早期改良派是在追随洋务派、服务于洋务运动的过程中了解到西方的议院制和君主立宪等政治制度的,最初他们是想通过效仿西方政治体制来促进民族工商业的发展。中法战争的不败而败使早期改良派清楚地认识到国家的强盛取决于政治法律制度的优劣,民族工商业的发展不足以挽回晚清的颓势,欲救亡图存则改政变制势在必行。改良派的先行者王韬指出:“君为主,则必尧、舜之君在上,而后可久安长治;民为主,则法制多纷更,心志难专一;穷其极,不无流弊。惟君民共治,上下相通,民隐得以上述,君惠亦得以下逮。”[1]这样的论证清晰地说明了君民共治的优越性。薛福成、郑观应持相同的观点,并做了类似的论证:“君民共主,无君主、民主偏重之弊,最为斟酌得中。”[2]“君主者权偏于上,民主者权偏于下,君民共主者权得其平。”[3]316通过对民主制、君主制和君民共主制等三种政治体制的认真比较,君民共主被认为是解决晚清政治问题的唯一方案。然而如何来实现君民共主呢?为此,陈炽和郑观应把西方议院制引进了人们的视野。陈炽认为设立议院,是“英美各邦所以强兵富国,纵横四海之根源也。”[4]245强调设议院“即可以民情不顺力拒坚持,合亿万人为一心,莫善于此。”[5]108在郑观应看来,议院是公议政事之处,议院制度有着显著的优势:“集众思,广众益,用人行政一秉至公,法诚良、意诚美矣。”[3]311在羡慕西方议院议事立法的同时,他们开始思考议院制在中国的实践前景。然而,建“议院之法”,实行君主立宪,在当时还没有成为广泛共识,这些思想深处的呐喊并未引起清王朝的重视,自然也无法真正付诸实践。至于议院如何具体组织和运行,宪法如何产生和运作,宪法的结构内容和精神实质是什么,这样的细节问题,早期改良者们还未做详细的考证。尽管如此,推崇君主立宪,提议开设议院等主张,已经表明早期改良派以逐渐清晰的改良主义政治倾向与崇尚“实业兴国”的洋务派区别开来,成为资产阶级改良派的思想先驱。
1895年,在《马关条约》的强烈刺激下,资产阶级维新派以康有为和梁启超为代表,开始大力宣传维新变法,积极推动实行君主立宪制。期间,康有为先后七次上书光绪皇帝,力陈君主立宪、变法图强。在维新派看来,制度设计与立宪是变法维新的首要措施。

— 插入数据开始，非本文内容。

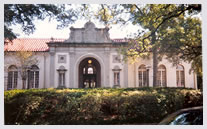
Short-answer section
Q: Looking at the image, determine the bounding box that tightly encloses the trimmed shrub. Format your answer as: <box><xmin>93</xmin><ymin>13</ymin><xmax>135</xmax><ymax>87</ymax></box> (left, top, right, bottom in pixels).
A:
<box><xmin>4</xmin><ymin>87</ymin><xmax>202</xmax><ymax>125</ymax></box>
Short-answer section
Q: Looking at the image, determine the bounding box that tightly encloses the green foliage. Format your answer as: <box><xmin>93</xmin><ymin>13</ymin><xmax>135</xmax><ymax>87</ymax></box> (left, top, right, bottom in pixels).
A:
<box><xmin>4</xmin><ymin>87</ymin><xmax>202</xmax><ymax>125</ymax></box>
<box><xmin>96</xmin><ymin>4</ymin><xmax>202</xmax><ymax>76</ymax></box>
<box><xmin>4</xmin><ymin>4</ymin><xmax>79</xmax><ymax>41</ymax></box>
<box><xmin>94</xmin><ymin>4</ymin><xmax>202</xmax><ymax>87</ymax></box>
<box><xmin>158</xmin><ymin>17</ymin><xmax>202</xmax><ymax>75</ymax></box>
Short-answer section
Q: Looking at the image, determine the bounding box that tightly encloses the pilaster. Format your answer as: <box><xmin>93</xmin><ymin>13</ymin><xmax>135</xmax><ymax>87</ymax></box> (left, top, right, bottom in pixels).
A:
<box><xmin>104</xmin><ymin>47</ymin><xmax>110</xmax><ymax>86</ymax></box>
<box><xmin>49</xmin><ymin>47</ymin><xmax>55</xmax><ymax>87</ymax></box>
<box><xmin>69</xmin><ymin>47</ymin><xmax>75</xmax><ymax>88</ymax></box>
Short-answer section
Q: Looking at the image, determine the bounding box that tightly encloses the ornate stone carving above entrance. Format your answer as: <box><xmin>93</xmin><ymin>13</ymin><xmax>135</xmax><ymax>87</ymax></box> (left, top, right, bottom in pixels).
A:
<box><xmin>65</xmin><ymin>21</ymin><xmax>112</xmax><ymax>43</ymax></box>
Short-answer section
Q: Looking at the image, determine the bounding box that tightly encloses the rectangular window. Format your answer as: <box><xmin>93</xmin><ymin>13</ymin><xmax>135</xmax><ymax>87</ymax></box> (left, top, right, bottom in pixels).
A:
<box><xmin>30</xmin><ymin>71</ymin><xmax>34</xmax><ymax>88</ymax></box>
<box><xmin>8</xmin><ymin>72</ymin><xmax>13</xmax><ymax>89</ymax></box>
<box><xmin>138</xmin><ymin>71</ymin><xmax>148</xmax><ymax>87</ymax></box>
<box><xmin>157</xmin><ymin>71</ymin><xmax>161</xmax><ymax>86</ymax></box>
<box><xmin>28</xmin><ymin>71</ymin><xmax>39</xmax><ymax>89</ymax></box>
<box><xmin>63</xmin><ymin>73</ymin><xmax>65</xmax><ymax>86</ymax></box>
<box><xmin>114</xmin><ymin>72</ymin><xmax>120</xmax><ymax>86</ymax></box>
<box><xmin>181</xmin><ymin>71</ymin><xmax>185</xmax><ymax>86</ymax></box>
<box><xmin>162</xmin><ymin>71</ymin><xmax>166</xmax><ymax>86</ymax></box>
<box><xmin>35</xmin><ymin>71</ymin><xmax>39</xmax><ymax>88</ymax></box>
<box><xmin>177</xmin><ymin>71</ymin><xmax>185</xmax><ymax>87</ymax></box>
<box><xmin>176</xmin><ymin>71</ymin><xmax>179</xmax><ymax>86</ymax></box>
<box><xmin>138</xmin><ymin>71</ymin><xmax>142</xmax><ymax>86</ymax></box>
<box><xmin>157</xmin><ymin>70</ymin><xmax>166</xmax><ymax>87</ymax></box>
<box><xmin>143</xmin><ymin>71</ymin><xmax>147</xmax><ymax>86</ymax></box>
<box><xmin>7</xmin><ymin>71</ymin><xmax>18</xmax><ymax>90</ymax></box>
<box><xmin>13</xmin><ymin>71</ymin><xmax>18</xmax><ymax>88</ymax></box>
<box><xmin>59</xmin><ymin>72</ymin><xmax>65</xmax><ymax>86</ymax></box>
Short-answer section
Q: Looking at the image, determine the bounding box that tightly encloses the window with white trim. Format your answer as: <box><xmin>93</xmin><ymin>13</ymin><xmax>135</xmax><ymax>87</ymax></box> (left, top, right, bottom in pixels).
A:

康有为分析指出:“中国败弱之由,百弊丛积,皆由体制尊隔之故”[5]219,认为君主专制,君权太专,下情不能上达,君民不能合为一体,这些政治体制之弊是中国贫弱的根源,中国的内忧外患,其根本原因都在于此。他把制定宪法视为维新改革的总纲领,强调:“变政全在定典章宪法,日本如此而成效大著,中国今欲大改法度,可采而用之。”他谏言光绪:“上师尧舜三代,外强国,立行宪法,大开国会,以庶政与国民共之,行三权鼎立之制,则中国之治强,可计日待也。”[5]337强调只有弃专制政体改行君主立宪,设议院开国会、制宪法、实行三权分立,才能实现国家富强。梁启超也说:“先生以为欲新中国,必以立宪法、改官制、定权限为第一要义。”[6]1898年6月11日,光绪帝终于接受维新派建议,于是就有了“戊戌变法”。维新变法的百日之内,国人获得了一定程度的言论、集会、出版、结社的自由,康梁大力鼓吹的“维新”“变法”产生了实际的社会影响。需要指出的是,维新变法仍然是在维护封建帝制的前提下,谋求现行政治体制的局部性改变,无法犁动封建专制的千年冻土,因而失败有其必然性。然而,维新运动的民主政治启蒙作用又是勿庸置疑的,它深刻地告诉人们“祖宗之法”亦可变,从而为近代中国民主与法治思想的发展奠定了初步基础。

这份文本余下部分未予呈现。